Kaynaklardan Bilgi Edinme Süreci
Yakın zamana gelinceye kadar tarih yazmanın anlamı, ilgilenilen dönemde yazılmış kronikleri okumaktan ibaretti. Tarihin hangi dönemi üzerine çalışıyorsanız o zaman diliminde yazılmış tarih kitaplarını okuyup aktardığınızda görevinizi yerine getirmiş sayılıyordunuz. Bu nedenden dolayı kaynakların güvenilirliğinin test edilmesi, yazının iç ve dış tenkidinin yapılması ve tarihsel yorum daha 19. yüzyılda Alman tarihçiliğinin önderliğinde gelişmiştir.[4]
Niebuhr, Ranke ve Mommsen gibi önemli tarihçilerin alana getirdiği yenilikler sayesinde aşağıda göreceğiniz kurallara ulaştık. Takip eden dönemde özellikle Fransız tarihçiler aracılığı ile hem yaklaşım hem de kullanılan kaynak grubunda artış oldu.[5]
Kronikleri kullanırken uyulması gereken kuralların büyük bir kısmı diğer kaynak gruplarına da uygulanabilir. Bu nedenden dolayı kısaca özetlemekte fayda var: İlk incelenmesi gereken belgenin niteliğidir. Kaynakta konuşan kimdir? Neden bu belgeyi yazmıştır? Belgeyi yazıya geçiren ile belgede anlatılan olay aynı kişiye mi aittir?  İlk yazıldığı gibi mi saklanmıştır yoksa daha sonra üzerinde düzenleme yapılmış mıdır? Daha önceden başka araştırmacılar tarafından kullanılmış mıdır? Belgenin genel nitelikleri (yazı tipi, kağıt vs) dönemine uygun mudur? Yazan kişinin belgede anlatılanları tam olarak bilmesi mümkün müdür? Anlatılanlar daha önceden bilinenlerle uyumlu mudur? Yazarın kaleme aldıklarınının tarafsızlığını etkileyecek bir kimliği var mıdır? Yazarın atladığını ya da görmezden geldiğini düşündüğünüz başlıklar var mıdır? [6]

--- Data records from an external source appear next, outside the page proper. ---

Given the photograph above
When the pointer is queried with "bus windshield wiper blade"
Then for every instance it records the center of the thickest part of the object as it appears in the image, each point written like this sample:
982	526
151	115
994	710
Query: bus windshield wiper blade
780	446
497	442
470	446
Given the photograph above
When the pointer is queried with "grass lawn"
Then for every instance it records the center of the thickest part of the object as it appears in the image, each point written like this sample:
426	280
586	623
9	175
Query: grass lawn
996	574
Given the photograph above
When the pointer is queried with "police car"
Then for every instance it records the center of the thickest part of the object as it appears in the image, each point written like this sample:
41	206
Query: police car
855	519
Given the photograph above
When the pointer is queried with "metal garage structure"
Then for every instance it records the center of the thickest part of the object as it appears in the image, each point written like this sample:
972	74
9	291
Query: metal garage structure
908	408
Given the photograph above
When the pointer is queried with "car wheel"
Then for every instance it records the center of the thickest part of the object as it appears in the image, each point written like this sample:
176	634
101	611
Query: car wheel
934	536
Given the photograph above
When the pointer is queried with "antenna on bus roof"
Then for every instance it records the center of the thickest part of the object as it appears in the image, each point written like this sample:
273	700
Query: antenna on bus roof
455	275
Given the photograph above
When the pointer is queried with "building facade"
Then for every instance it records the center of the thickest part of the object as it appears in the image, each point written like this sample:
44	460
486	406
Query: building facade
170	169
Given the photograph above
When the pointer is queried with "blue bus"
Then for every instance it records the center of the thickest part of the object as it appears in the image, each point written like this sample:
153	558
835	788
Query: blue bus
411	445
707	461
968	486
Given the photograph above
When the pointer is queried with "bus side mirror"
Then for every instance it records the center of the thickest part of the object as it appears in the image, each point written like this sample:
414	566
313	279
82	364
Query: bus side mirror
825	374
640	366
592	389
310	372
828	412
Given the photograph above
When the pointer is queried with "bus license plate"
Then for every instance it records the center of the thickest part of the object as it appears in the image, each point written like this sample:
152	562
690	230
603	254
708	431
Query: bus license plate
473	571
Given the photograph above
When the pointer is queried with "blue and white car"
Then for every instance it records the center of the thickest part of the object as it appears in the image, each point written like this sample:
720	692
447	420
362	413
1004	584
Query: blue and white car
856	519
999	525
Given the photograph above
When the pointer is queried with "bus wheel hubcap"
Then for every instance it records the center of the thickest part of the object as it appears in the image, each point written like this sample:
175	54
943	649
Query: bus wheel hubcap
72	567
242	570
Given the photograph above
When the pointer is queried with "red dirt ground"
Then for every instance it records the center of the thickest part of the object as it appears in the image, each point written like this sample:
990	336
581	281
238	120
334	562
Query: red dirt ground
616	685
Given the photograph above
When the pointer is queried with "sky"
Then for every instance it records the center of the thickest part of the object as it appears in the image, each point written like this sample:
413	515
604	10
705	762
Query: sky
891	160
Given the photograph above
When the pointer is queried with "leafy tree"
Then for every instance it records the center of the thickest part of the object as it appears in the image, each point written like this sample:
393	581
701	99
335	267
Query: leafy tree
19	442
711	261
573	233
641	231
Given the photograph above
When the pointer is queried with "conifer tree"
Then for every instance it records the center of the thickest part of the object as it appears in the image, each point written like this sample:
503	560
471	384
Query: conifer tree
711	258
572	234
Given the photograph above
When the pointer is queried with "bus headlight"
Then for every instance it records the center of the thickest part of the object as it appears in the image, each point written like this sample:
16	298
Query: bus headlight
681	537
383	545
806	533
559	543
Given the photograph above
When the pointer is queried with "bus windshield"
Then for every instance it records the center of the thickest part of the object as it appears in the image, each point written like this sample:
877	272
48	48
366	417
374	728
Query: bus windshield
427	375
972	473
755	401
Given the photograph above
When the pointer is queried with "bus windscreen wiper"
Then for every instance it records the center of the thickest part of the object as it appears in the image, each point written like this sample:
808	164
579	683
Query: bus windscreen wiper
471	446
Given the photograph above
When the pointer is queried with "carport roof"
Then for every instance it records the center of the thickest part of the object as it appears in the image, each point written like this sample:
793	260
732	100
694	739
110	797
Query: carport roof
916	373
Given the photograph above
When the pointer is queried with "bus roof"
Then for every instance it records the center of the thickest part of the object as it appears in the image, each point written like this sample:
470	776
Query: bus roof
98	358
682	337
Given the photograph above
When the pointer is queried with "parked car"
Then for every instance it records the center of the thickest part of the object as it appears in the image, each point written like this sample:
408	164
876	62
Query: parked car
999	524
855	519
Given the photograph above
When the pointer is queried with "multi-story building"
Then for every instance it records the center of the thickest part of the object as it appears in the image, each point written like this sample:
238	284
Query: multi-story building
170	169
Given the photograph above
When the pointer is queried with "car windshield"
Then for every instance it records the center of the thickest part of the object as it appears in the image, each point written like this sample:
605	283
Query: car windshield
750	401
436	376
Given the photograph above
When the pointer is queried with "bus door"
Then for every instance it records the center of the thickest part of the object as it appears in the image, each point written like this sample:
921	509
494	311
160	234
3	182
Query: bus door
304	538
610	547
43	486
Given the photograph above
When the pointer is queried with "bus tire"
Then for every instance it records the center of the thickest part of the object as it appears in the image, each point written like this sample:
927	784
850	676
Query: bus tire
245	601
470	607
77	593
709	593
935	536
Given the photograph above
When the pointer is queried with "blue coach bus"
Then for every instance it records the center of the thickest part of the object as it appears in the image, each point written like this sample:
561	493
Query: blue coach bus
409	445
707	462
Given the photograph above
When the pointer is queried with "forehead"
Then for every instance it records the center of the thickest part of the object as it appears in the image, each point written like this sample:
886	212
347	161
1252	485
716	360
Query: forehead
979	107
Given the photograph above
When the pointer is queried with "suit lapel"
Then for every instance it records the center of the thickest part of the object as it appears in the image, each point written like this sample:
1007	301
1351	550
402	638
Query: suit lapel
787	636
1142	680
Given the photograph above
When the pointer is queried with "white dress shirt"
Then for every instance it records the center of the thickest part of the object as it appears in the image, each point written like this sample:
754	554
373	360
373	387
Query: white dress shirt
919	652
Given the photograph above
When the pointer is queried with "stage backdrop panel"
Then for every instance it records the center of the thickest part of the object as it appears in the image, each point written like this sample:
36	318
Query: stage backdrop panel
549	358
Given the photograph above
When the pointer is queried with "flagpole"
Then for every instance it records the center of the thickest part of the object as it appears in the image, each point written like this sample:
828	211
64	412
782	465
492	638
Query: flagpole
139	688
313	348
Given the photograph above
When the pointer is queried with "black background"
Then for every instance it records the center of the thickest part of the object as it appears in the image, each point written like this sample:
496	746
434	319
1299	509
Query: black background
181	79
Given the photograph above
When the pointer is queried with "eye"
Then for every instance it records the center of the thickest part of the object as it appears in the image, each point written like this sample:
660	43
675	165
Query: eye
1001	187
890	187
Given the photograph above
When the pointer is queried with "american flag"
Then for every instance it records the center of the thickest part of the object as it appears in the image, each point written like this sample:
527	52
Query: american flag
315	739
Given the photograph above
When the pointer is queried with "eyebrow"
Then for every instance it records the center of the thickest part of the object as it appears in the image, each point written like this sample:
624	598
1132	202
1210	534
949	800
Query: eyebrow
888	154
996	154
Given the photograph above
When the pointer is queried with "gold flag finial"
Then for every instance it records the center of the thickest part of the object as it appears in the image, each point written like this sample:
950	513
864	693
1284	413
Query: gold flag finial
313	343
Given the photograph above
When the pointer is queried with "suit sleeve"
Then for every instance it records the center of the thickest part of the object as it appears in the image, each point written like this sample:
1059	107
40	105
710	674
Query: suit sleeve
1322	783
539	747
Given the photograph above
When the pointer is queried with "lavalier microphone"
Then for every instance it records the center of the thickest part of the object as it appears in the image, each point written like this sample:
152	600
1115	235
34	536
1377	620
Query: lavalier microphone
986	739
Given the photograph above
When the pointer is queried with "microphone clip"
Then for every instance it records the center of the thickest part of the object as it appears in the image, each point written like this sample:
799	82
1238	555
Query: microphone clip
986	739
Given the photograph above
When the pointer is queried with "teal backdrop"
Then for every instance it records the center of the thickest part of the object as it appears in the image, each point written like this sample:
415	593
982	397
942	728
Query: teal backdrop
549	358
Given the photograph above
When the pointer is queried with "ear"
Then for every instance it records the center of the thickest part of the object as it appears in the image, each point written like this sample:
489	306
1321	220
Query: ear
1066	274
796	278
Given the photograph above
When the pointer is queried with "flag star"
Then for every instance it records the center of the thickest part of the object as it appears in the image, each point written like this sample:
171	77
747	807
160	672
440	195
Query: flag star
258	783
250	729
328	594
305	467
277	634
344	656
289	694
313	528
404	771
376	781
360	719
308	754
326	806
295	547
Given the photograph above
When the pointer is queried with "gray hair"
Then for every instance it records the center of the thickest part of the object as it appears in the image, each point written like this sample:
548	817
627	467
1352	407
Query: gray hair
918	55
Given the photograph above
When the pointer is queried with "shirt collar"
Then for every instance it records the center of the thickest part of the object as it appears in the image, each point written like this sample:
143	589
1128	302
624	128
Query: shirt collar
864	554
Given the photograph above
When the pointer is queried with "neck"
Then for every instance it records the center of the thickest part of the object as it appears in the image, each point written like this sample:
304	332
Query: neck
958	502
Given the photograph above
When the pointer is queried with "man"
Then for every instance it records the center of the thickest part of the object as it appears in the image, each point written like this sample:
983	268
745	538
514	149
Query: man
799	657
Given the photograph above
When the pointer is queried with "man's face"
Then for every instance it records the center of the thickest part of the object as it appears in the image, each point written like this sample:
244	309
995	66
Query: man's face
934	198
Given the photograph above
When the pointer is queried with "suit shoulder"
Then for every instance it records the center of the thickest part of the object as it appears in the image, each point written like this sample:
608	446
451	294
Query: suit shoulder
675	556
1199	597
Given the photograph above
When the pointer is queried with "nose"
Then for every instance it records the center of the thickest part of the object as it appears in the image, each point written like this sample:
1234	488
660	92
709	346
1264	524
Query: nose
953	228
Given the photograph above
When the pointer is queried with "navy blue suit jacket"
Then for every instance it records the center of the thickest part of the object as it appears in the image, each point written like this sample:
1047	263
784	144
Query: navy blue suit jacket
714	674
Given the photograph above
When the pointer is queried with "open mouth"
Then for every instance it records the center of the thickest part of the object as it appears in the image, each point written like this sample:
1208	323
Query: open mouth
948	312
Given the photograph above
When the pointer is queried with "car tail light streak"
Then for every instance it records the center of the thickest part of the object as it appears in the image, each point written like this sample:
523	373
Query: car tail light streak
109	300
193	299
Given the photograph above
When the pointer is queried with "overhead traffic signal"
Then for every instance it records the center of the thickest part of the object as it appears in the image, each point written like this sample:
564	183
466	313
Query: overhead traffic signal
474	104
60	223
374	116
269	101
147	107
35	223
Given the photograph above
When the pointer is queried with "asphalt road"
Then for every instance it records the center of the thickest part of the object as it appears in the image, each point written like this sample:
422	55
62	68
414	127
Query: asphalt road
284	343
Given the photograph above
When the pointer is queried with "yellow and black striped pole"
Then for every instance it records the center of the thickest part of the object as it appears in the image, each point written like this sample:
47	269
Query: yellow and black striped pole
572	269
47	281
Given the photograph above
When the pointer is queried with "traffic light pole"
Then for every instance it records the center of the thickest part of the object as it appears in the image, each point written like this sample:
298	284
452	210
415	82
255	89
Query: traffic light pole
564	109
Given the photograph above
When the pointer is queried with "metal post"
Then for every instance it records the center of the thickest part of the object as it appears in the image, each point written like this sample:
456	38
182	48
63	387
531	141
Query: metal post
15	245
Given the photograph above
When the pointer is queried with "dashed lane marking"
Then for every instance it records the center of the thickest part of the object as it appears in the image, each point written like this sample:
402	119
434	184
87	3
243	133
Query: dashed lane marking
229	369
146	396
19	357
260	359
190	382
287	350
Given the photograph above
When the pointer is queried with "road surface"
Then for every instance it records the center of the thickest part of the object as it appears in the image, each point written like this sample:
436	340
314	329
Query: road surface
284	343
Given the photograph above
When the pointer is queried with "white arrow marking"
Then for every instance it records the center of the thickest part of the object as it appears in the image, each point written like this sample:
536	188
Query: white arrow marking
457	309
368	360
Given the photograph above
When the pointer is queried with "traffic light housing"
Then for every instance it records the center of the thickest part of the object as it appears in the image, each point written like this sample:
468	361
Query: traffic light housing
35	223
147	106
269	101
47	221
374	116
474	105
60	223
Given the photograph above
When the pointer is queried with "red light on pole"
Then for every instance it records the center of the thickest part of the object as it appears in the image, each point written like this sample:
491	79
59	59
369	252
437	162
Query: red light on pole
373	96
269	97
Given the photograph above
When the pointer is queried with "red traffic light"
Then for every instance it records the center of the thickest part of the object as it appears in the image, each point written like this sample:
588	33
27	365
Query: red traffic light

Örnek Olay: Dimitri’nin Kızlarını Kim Hamile Bıraktı?
Konu seçiminde ideal olanın, bir araştırma problemi çerçevesinde kaynakları taramak olduğunu biliyoruz. Ancak yeni başlayanlar için bunu Türkiye örneğinde uygulama her zaman mümkün olmayabilir. Bu nedenden dolayı biraz entelektüel seyahate çıkmanın mahzuru yok. Kafanızdaki temel problemin 16. yüzyıl Bursa’sında Müslimler-Zımmiler arasındaki davaların incelenmesine dayandığını varsayalım. Henüz net bir araştırma sorumuz yok ve ön inceleme için örneklere bakıyoruz. Bu tür olası bir konunun en iyi çalışılacağı kaynak grubu Şer’iyye Sicilleri’dir. Örneğin  aşağıdaki belge A 119 numaralı Bursa Şer’iyye Sicili’nden alınmıştır.
Oldur ki, Karye-i Ermiri zımmîlerinden Dimitri veled-i Yorgi, karye-i mezbûreden Süleyman b. nâm kimesneyi Meclîs-i şer‘e ihzar ve mahzarında takrîr-i merâm kılub, “Mezbûr Süleyman’un iki oğlanları gice ile evime gelüb, içeri girmeden tüyüb çıkdığumda, kaçub, ikisi de mezbûr Süleyman’un evine düşdiler. Meclîs-i şer‘e gelmelerin taleb iderüm” didükde, mezbûr Süleyman târîh-i kitâbdan mâh-ı Cumâde’l-âhır’ın yirmi altıncı gün pazar gün iki oğullarını Meclîs-i şer‘e getürüb ihzâr itmesine talâk-ı selâseye şart idüb, mâ- hüve’l-vâkı‘ kayd olundı.
Şuhûdü’l-hâl : 
Hüseyin Bey ibnu Abdullah 
Ali Bey ibnu Abdullah 
Rüstem Bey ibnu Ali 
Ferhad Bey ibnu Abdullah 
ve gayruhum
Tahrîren fî 23 şehr-i Cumâde’l-âhır Senete 988 /5 Ağustos 1580[7].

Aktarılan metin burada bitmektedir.